Así que trataron de convencer al cadáver acerca de su necesidad de
levantarse y hacer ejercicios, pero él sólo permaneció en la mesa, inmóvil
y frío, a pesar de todo lo que los alumnos dijeran o hicieran.
¡Por supuesto que esta es sólo una parábola! ¡Ustedes ya lo adivinaron!
Pero valiéndonos de esta analogía bastante repulsiva, para fraseemos
la tesis: “Un cadáver yace sobre la mesa porque está muerto.
No está muerto porque yace sobre la mesa”. La conducta típica de un
cadáver resulta del hecho de estar muerto: no es la causa de su muerte.
Espiritualmente, todos nacemos muertos. En Efesios 2:1 Pablo habla acerca
de estar “muertos en… delitos y pecados”. Las acciones pecaminosas
que comenten los pecadores sólo son el resultado de su condición, no la
causa de ella.
¡Con esto no quiero decir que no sea malo pecar! Sólo quiero afirmar
que no es el acto de pecar lo que nos hace pecadores. Si en este momento
se terminara para nosotros toda acción pecaminosa, ¿nos transformaría
esto en personas justas? No, sólo llegaríamos a ser individuos de bajo
comportamiento.
En El Deseado de todas las gentes, página 13 leemos: “El pecado
tuvo su origen en el egoísmo”. Meditemos en esta declaración durante
algunos minutos. Lucifer había sido honrado por encima de todos los
ángeles del cíelo. Era el más encumbrado de todos los seres creados.
Pero en lugar de seguir en pos de Dios, en lugar de procurar la comunión con él, en lugar de colocar la gloria y el honor divinos como su
blanco más elevado, Lucifer comenzó a preocuparse por su propia gloria.

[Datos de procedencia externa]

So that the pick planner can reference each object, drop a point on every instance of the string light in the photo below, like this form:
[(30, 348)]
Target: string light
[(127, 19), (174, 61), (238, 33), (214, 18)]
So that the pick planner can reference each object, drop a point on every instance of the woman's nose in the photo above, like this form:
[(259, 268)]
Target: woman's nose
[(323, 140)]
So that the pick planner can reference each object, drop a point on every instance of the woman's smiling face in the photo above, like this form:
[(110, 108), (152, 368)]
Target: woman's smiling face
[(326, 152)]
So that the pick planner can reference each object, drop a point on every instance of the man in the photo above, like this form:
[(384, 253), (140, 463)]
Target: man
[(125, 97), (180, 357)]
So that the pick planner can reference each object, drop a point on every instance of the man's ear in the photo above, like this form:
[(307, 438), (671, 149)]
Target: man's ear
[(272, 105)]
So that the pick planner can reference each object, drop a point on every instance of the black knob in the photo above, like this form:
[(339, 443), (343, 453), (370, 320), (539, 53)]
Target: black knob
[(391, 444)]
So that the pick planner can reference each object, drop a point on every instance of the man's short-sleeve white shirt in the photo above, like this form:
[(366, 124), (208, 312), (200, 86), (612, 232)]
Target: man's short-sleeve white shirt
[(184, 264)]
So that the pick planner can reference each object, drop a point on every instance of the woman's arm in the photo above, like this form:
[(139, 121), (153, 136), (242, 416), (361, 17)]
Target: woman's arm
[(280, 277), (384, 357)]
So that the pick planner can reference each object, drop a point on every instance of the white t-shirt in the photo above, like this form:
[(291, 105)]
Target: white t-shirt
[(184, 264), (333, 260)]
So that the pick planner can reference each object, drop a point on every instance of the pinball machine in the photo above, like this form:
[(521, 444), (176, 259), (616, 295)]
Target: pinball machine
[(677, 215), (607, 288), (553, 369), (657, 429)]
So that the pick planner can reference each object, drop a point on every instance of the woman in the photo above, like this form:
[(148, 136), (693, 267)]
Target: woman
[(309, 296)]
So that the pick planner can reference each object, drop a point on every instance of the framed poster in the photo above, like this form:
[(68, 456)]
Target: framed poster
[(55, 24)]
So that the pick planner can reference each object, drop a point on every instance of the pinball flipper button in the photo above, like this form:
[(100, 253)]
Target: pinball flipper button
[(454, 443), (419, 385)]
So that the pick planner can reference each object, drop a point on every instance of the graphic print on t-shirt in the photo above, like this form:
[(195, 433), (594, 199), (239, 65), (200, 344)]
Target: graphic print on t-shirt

El pecado de Satanás no comenzó con el robo de las manzanas del
árbol prohibido. Comenzó con la actitud egoísta de glorificar a la criatura
antes que al Creador.
El hecho de que no se puede buscar simultáneamente la gloria de
Dios y la gloria propia, es una ley universal. El primero de los tres ángeles
de Apocalipsis 14 aparece con un mensaje que debe darse a toda
nación, y tribu, y lengua, y pueblo: “Temed a Dios y dadle gloria” (vers.
7). La obra del Evangelio no tiene lugar para la gloria del hombre. La
justificación por la fe “es la obra de Dios que abate en el polvo la gloria
del hombre, y hace por el hombre lo que éste no puede hacer por sí
mismo”. – Testimonios para los ministros, pág. 456. La acción de adorarnos
a nosotros mismo en lugar de adorar a Dios es la causa de todos
los pecados que siguen.
Una persona de voluntad fuerte puede ser capaz de controlar su conducta.
Pero ni siquiera el individuo más fuerte es capaz de cambiar su
condición pecaminosa. “Es imposible que escapemos por nosotros mismos
del hoyo de pecado en el que estamos sumidos. Nuestro corazón es malo, y no lo podemos cambiar”. – El camino a Cristo, pág. 18.
Cualquier cambio externo que logremos, separados de Cristo, sólo
hará que se exalte la gloria propia y que la gloria de Dios se postre en el
polvo. Y terminamos cada vez más alejados de la vida en Cristo que se
nos ofrece mediante la relación y la comunión con él.
Un cadáver se puede lavar y arreglar y vestir con la ropa más elegante.
No se le puede culpar de ninguna acción equivocada. Hasta se le
puede llevar a la iglesia. ¡Pero sigue siendo un cadáver! Sólo una vida
nueva del interior, dada por Dios, tiene la virtud de producir el cambio
de muerte a vida. Esa vida nueva se recibe mediante la comunión con él.
“Porque la ley del espíritu de vida en Cristo Jesús me ha librado de la ley
del pecado y de la muerte” (Romanos 8:2).